Well this is a complete SWAG, but since they are squeezing as high a bit-rate as possible out of this disc, perhaps there enough information that the 3-2 pulldown effect is rendered invisible?


----------



## dogs31 (Feb 27, 2006)

"Avatar" - the reason to own a HD system with a Blu-Ray player. :lol Saw this twice in the theater (once in digital 3D and the other in IMAX 3D) and I have to say that the Blu-Ray blows both of those away. However, I do feel bad for those who have Panosonic and or Samsung Blu Ray players and are having problems with this disc.


----------



## faithhevans (May 18, 2010)

It sounds great and a very good news.I am waiting for it since long to enjoy it on a dvd or blu ray with its added advantages and effects.


----------



## Stuart Sweet (Jun 19, 2006)

elaclair said:


> Well this is a complete SWAG, but since they are squeezing as high a bit-rate as possible out of this disc, perhaps there enough information that the 3-2 pulldown effect is rendered invisible?


That's my thought.


----------



## hdtvfan0001 (Jul 28, 2004)

OK - got a great deal on the Blu ray, and intentionally hadn't seen it in the commercial theater based on all the hype.
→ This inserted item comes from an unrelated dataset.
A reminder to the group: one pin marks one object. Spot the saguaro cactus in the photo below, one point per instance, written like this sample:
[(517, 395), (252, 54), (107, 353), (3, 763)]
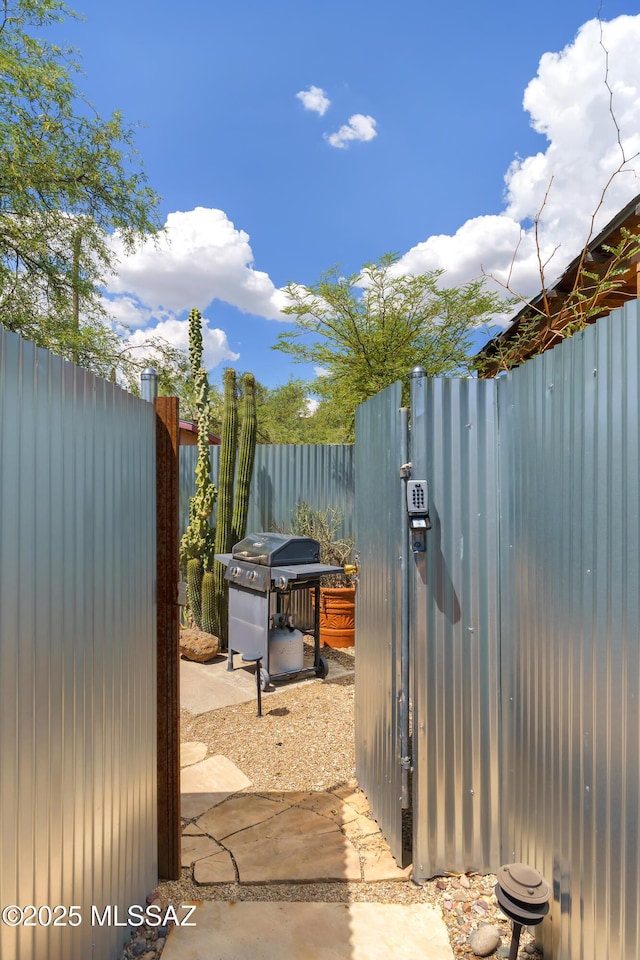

We reserved seeing this flick in our dedicated Home Theater.

Sat down last weekend with Mrs HDTVFan and spent 2 hours and 41 minutes going WOW. Stunning, simply stunning. Blu Ray at its finest.

The movie story line itself is OK....but the video/audio - AMAZING

HD DEMO/Reference stuff.


----------



## Richierich (Jan 10, 2008)

Okay I guess I will get it from Netflix and watch it to see the Stunning Special Effects!!!


----------



## wilbur_the_goose (Aug 16, 2006)

zzzzzzzzzzzzzzz

For me, the story was really poor, the acting was poor, the special effects amazing.

Go get Dances With Wolves - same story, better film.


----------